1 High level ideas
- Prefix table: for each 20-bit prefix, store the corresponding range of the array.
- Interpolation: Make one or more interpolation steps. Could store max resulting error.
- Drawback: can cause an unpredictable number of resulting iterations.
- Batching: process multiple (8-32) queries at the same time, hiding memory latency
- Query bucketing: given >>1M of queries, partition them into 1M buckets and answer bucket by bucket.
- Eytzinger layout
- B-tree layout
- prefetching (either next Eytzinger iteration, or in the batch)
1.1 Resources
- Algorithmica: https://en.algorithmica.org/hpc/data-structures/
- Khuong and Morin (2017)
- https://www.cai.sk/ojs/index.php/cai/article/view/2019_3_555
1.2 Code
- github:RagnarGrootKoerkamp/suffix-array-searching
- Some initial binary search and Btree variants.
- github:RagnarGrootKoerkamp/cpu-benchmarks
- low-level CPU benchmarks to get upper bounds on potential performance
2 To measure
- Max random access cacheline throughput (1 and many threads)
- Also variants for fetching 2/3/4 consecutive cachelines.
TODO 3 Memory efficiency
Suppose our task is to find an integer \(q\) in a sorted list \(A\) of length \(n\).
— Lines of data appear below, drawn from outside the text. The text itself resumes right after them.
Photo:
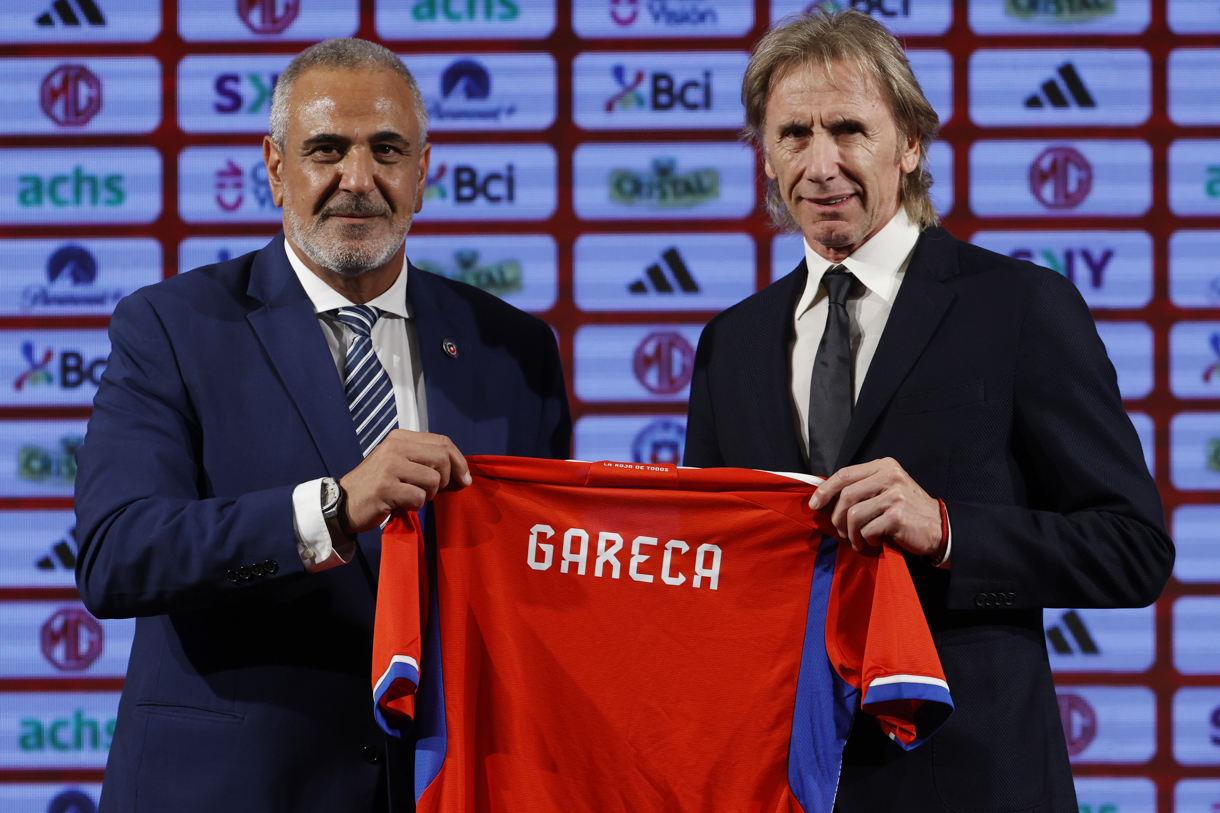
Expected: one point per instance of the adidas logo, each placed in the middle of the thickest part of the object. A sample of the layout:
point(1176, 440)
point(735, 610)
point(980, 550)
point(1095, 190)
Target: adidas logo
point(1076, 629)
point(1053, 90)
point(70, 12)
point(62, 554)
point(654, 276)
One option is to use binary search, but using a B-tree or the Eytzinger layout turns out faster when \(n\) is large. See the excellent paper Khuong and Morin (2017) for background and detailed comparisons.
Here, I’d like to compare the memory efficiency of the B-tree and Eytzinger layout. That is: which method puts the least pressure on the memory system, and can thus get higher potential throughput
Let’s say we are searching an array consisting of \(n=2^k\) \(b\) byte elements.
3.1 B-tree
A cache-line has 64 bytes. Set \(B = 64/b\). Each node stores \(B-1\) values and a gap, and corresponds to \(\ell=\lg_2(B)\) levels of the tree. \(\ell\) values of each cache-line are used.